Friday 22 February 2008

SUITE 3 SUILE 3
18 ANGOVE ST
NORTH FERTH WA 6006 PO BOX 119 NOTTH RETH WA 6906 $752 + 61892277688$ $MAX + 61892270101$ EMAIL [email protected]

WEB www.artuals.com.nu

ASX Release

Company Announcements Office Australian Stock Exchange Limited 10th Floor, 20 Bond Street SYDNEY NSW 2000

Dear Sir/Madam,

Update to Shareholders

The Board of Directors of Australian Renewable Fuels Limited ("ARF" - ASX Code ARW) is please to provide an update of its current status to shareholders.

The rapidly changing environment in Australia for biodiesel producers during the last eight months has necessitated major changes to the manner in which ARF's business has been conducted. Broadly, the three major adverse conditions facing biodiesel producers can be summarised as:

  • The cost of feedstock (primarily tallow and canola) has increased by over $\bullet$ 50% in the past six months. Notwithstanding the higher oil prices that influence the sale price of biodiesel, margins available to biodiesel producers have significantly diminished;
  • Changes in Federal government policy in 2006 relating to fuel excise had a $\bullet$ dramatic impact on customers being able to use high blends of biodiesel and diesel above B20:
  • The fallout from the sub-prime mortgage environment has proved challenging $\bullet$ for ARF's U.S. operations securing funding for its first plant.

ARF, like the majority of biodiesel producers, ceased continuous production at both its Port Adelaide and Picton plants and put both plants on care and maintenance. The Company does undertake spot production from time to time when contracts are secured that provide positive margins.

The Company immediately undertook the necessary restructuring of its business to reduce costs but still retain its biodiesel manufacturing capability. Accordingly, it is able to recommence production when the commercial environment for biodiesel improves.

The Company announced to shareholders the retrenchment of almost all its Corporate office staff in the last quarter of calendar 2007 as the plants were closed. Operating staff at both plants have also been retrenched except for core operations personnel necessary to maintain the plants and be available for immediate possible restart with improved conditions. Such reductions in staff also included the resignation of the Company's CEO, John Lillywhite.

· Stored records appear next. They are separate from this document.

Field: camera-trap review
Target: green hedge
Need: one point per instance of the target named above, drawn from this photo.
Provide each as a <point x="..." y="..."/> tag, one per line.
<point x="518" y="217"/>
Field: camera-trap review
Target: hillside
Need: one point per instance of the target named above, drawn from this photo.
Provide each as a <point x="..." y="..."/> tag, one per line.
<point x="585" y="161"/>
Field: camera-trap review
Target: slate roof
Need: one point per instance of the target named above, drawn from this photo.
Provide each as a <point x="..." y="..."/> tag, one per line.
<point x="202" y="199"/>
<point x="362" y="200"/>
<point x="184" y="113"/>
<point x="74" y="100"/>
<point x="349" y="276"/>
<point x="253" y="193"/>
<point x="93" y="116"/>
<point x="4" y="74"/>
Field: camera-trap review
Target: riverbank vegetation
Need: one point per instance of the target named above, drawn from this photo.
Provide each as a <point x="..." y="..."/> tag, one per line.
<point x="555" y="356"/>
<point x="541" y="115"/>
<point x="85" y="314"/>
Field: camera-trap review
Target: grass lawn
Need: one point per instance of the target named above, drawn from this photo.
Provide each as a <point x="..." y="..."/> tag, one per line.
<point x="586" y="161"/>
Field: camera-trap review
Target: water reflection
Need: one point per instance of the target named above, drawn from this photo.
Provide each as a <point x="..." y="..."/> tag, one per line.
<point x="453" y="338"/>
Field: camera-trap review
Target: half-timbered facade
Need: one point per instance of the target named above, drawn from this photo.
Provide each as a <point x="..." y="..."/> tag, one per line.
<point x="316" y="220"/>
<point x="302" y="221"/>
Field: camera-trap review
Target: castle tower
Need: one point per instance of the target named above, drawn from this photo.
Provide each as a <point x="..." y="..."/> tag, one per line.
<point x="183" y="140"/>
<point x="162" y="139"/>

The Board has also been restructured to reflect the major reduction in activities. The Company's Chairman, Alan Mulgrew, together with our CFO, Max Ger, and non executive director, Graham Scott, resigned from the Board during the period. Max Ger continues with the remaining executive team as the Company's Australian CEO and Chief Financial Officer. He is leading the Company's orderly restructuring of operations. The directors are very appreciative of Max's continued professional management of the Company in these very difficult conditions. The Board is also delighted that the Company's National Operations Manager, Lorin Sole, remains on in his critical role.

The Company's United States subsidiary, American Renewable Fuels Inc. (ARF Limited 64%) has continued with the feasibility studies for establishing a biodiesel business in the state of New Mexico, USA. ARF Inc raised approximately US\$2m during the period as seed capital to fund the feasibility study. The Board of ARF Limited continues its policy that the activities of the U.S. company will be self funding. ARF Inc. is now seeking to secure the capital necessary to construct the ARF Group's first U.S. plant. However, these efforts are in an environment where markets in the U.S. are not conducive to securing major capital for greenfields projects. Nevertheless, ARF Inc's President Ross Garrity's team continues to pursue options for securing the finance.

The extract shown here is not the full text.